Конвой у нас – как у Че Гевары, человек тридцать. Погранцы идут с автоматами наготове, поодаль едет отчаянно тарахтящий броневичок, распространяющий вокруг едкий спиртовой выхлоп. Такие тарантайки я не раз видел в Хеленгаре и здесь, в Клондале. Скорость у них приличная, а вот грузоподъемность плевая, локомобили в этом плане куда лучше, но погранцы почему-то предпочитают спиртоходы. Полторыпятки утверждает, что все дело, конечно же, в спирте – топливо на заставах делают самостоятельно, его никто не учитывает, и у пограничников, таким образом, всегда есть доступ к халявной выпивке.

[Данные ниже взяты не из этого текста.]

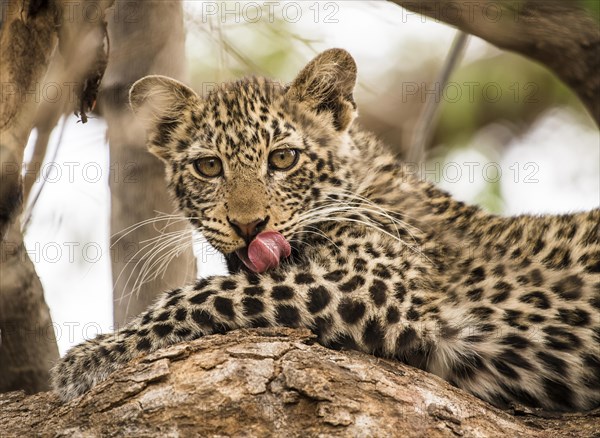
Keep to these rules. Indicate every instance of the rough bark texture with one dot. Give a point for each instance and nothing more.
(562, 35)
(137, 180)
(272, 382)
(27, 43)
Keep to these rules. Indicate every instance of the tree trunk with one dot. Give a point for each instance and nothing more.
(146, 38)
(28, 41)
(27, 343)
(562, 35)
(273, 382)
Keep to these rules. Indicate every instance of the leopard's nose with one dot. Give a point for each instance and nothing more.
(249, 230)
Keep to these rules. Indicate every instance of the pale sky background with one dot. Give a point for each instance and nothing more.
(554, 168)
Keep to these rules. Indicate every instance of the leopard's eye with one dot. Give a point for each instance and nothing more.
(283, 159)
(208, 167)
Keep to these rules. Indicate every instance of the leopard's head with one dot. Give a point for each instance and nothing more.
(253, 155)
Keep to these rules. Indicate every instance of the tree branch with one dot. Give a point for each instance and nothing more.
(272, 382)
(562, 35)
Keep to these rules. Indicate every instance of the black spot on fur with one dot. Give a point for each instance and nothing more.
(181, 314)
(515, 341)
(482, 312)
(318, 299)
(412, 314)
(467, 366)
(373, 335)
(203, 318)
(201, 297)
(260, 322)
(287, 315)
(560, 339)
(143, 344)
(173, 301)
(304, 278)
(382, 271)
(499, 297)
(393, 315)
(513, 318)
(163, 316)
(252, 306)
(282, 293)
(554, 363)
(147, 318)
(225, 307)
(514, 358)
(559, 393)
(322, 325)
(343, 342)
(335, 276)
(351, 311)
(537, 299)
(201, 284)
(162, 330)
(475, 294)
(378, 292)
(407, 340)
(535, 318)
(476, 275)
(277, 277)
(505, 369)
(352, 284)
(575, 317)
(254, 290)
(399, 291)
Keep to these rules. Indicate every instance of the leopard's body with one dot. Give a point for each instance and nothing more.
(505, 308)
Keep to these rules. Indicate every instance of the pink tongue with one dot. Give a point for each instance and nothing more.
(265, 251)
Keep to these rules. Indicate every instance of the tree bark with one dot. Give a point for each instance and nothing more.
(28, 41)
(273, 382)
(27, 343)
(147, 37)
(562, 35)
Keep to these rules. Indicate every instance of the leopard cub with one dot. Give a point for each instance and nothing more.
(324, 228)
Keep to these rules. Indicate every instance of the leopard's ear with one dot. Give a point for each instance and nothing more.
(326, 85)
(161, 104)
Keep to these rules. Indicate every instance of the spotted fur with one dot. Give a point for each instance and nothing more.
(505, 308)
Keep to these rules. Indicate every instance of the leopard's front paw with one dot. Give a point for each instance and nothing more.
(86, 365)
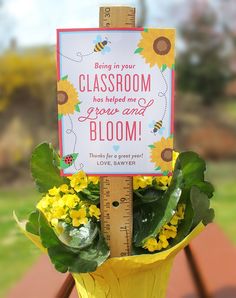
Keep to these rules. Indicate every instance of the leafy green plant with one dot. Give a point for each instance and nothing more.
(66, 220)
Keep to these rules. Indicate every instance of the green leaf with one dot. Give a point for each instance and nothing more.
(32, 225)
(188, 173)
(68, 258)
(209, 217)
(64, 77)
(79, 237)
(44, 168)
(163, 68)
(64, 164)
(149, 218)
(47, 234)
(147, 195)
(138, 50)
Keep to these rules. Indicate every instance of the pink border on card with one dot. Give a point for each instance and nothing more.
(58, 78)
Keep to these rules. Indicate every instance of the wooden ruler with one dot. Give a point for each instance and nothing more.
(117, 192)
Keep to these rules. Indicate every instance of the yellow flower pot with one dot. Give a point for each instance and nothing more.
(142, 276)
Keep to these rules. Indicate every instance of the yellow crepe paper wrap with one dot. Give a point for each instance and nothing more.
(143, 276)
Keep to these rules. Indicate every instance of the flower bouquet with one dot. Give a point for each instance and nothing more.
(168, 212)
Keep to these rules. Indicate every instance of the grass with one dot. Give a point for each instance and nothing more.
(223, 175)
(17, 253)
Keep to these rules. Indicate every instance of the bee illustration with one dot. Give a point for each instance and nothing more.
(101, 45)
(157, 127)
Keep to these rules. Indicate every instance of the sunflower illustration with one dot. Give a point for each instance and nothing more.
(157, 47)
(67, 97)
(161, 154)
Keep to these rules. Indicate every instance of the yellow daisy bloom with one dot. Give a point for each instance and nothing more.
(94, 211)
(67, 97)
(93, 179)
(141, 181)
(158, 46)
(151, 244)
(79, 181)
(161, 154)
(79, 217)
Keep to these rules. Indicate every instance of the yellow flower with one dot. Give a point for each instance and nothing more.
(163, 182)
(180, 211)
(141, 181)
(67, 97)
(151, 244)
(175, 156)
(78, 217)
(79, 181)
(54, 222)
(161, 154)
(58, 212)
(163, 241)
(174, 220)
(64, 188)
(54, 191)
(70, 200)
(169, 231)
(94, 211)
(158, 47)
(93, 179)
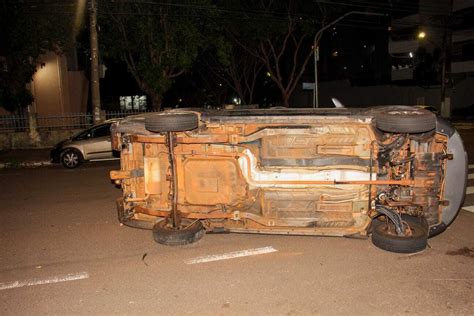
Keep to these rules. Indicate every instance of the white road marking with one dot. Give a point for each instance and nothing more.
(469, 208)
(232, 255)
(470, 190)
(55, 279)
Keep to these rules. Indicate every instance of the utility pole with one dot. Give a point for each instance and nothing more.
(94, 62)
(317, 37)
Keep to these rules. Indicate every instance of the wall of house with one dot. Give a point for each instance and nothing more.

Григ, возглавляющий шествие с ручным пулеметом наперевес, поднимает руку. Мы останавливаемся, и я понимаю, что из-за тарахтения броневика не услышал звук самолетных двигателей. В разрывах среди низких облаков мелькает темный силуэт, а минутой спустя самолет уже бежит, подпрыгивая, по взлетке.

Это самый странный летательный аппарат, который я видел в своей жизни. У него два крыла, соединенных фюзеляжем. Одно находится спереди и внизу, второе, снабженное вертикальными килями в виде шайб, – на хвосте, и оно выше. Таким образом, самолет напоминает формой букву «Н» с сильно вытянутой горизонтальной палочкой. Насколько я знаю, ничего подобного на Земле никогда не делали, это местная, центрумовская разработка – или технологии из какого-то другого мира.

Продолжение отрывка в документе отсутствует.